A. Temyiz Yoluna Başvuranlar

Bölge Adliye Mahkemesinin yukarıda belirtilen kararına karşı süresi içinde davalı-davacı erkek vekili temyiz isteminde bulunmuştur.

B. Temyiz Sebepleri

Davalı-davacı erkek vekili temyiz dilekçesinde özetle; karşı davanın reddine karar verilmesinin hatalı olduğunu, İlk Derece Mahkemesinin kusur belirlemesinin, davasının reddinin ve kadının davasının kabulünün hatalı olduğunu, hükmedilen iştirak nafakası ile kadın yararına hükmedilen maddî ve manevî tazminatın miktarının fazla olduğunu, velâyetin hatalı düzenlendiğini, tazminatların reddinin hatalı olduğunu belirterek her iki boşanma davası ve fer’ileri yönünden temyiz yoluna başvurmuştur.

C. Gerekçe

1. Uyuşmazlık ve Hukuki Nitelendirme

Uyuşmazlık; tarafların boşanma davalarının kabulü koşullarının oluşup oluşmadığı, kusur belirlemesi, delillerin takdirinde hata edilip edilmediği, tazminatlar, nafakalar ve velâyet düzenlemesi noktasında toplanmaktadır.

2. İlgili Hukuk

6100 sayılı Hukuk Muhakemeleri Kanunu’nun (6100 sayılı Kanun) 369 uncu maddesinin birinci fıkrası ile 370 ve 371 inci maddeleri. 4721 sayılı Kanun’un 166 ncı maddesi, 174 üncü maddesi, 182 nci maddesi, 330 uncu maddesi, 336 ncı maddesi.

3. Değerlendirme

1.Bölge Adliye Mahkemelerinin nihai kararlarının bozulması 6100 sayılı Kanun'un 371 inci maddesinde yer alan sebeplerden birinin varlığı hâlinde mümkündür.

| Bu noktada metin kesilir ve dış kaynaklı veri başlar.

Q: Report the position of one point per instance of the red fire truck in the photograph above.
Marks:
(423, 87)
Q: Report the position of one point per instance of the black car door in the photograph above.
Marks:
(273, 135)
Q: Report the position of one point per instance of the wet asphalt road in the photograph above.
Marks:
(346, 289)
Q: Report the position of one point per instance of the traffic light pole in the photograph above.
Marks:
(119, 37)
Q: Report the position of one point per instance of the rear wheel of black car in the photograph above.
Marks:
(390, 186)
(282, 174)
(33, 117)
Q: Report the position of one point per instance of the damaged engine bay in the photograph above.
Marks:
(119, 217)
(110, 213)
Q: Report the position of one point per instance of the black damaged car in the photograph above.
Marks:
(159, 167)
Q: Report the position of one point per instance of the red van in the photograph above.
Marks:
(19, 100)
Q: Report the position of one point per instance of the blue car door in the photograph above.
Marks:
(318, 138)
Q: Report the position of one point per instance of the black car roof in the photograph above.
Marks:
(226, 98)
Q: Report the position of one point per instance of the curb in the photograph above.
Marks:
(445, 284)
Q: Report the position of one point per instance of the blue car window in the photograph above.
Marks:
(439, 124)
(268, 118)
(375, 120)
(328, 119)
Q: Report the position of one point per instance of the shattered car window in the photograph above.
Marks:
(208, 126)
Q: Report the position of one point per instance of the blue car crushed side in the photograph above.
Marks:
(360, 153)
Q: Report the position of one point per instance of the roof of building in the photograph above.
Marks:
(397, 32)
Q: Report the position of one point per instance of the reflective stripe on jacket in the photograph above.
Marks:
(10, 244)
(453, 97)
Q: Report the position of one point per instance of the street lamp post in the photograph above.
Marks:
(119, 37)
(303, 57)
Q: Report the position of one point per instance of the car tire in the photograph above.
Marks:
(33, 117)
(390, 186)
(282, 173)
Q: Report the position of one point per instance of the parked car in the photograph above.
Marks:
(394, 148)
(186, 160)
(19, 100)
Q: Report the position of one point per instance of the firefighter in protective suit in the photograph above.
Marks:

2.Temyizen incelenen karar, tarafların karşılıklı iddia ve savunmalarına, dayandıkları belgelere, uyuşmazlığa uygulanması gereken hukuk kuralları ile hukuki ilişkinin nitelendirilmesine, dava şartlarına, yargılama ve ispat kuralları ile kararda belirtilen gerekçelere göre usul ve kanuna uygun olup davalı-davacı erkek vekili tarafından temyiz dilekçesinde ileri sürülen nedenler kararın bozulmasını gerektirecek nitelikte görülmemiştir.

VI. KARAR

Açıklanan sebeplerle;

Temyiz olunan Bölge Adliye Mahkemesi kararının 6100 sayılı Kanun'un 370 inci maddesinin birinci fıkrası uyarınca ONANMASINA,

Aşağıda yazılı temyiz giderinin temyiz edene yükletilmesine,

Dosyanın İlk Derece Mahkemesine, kararın bir örneğinin Bölge Adliye Mahkemesine gönderilmesine,

11.09.2024 tarihinde oy birliğiyle karar verildi.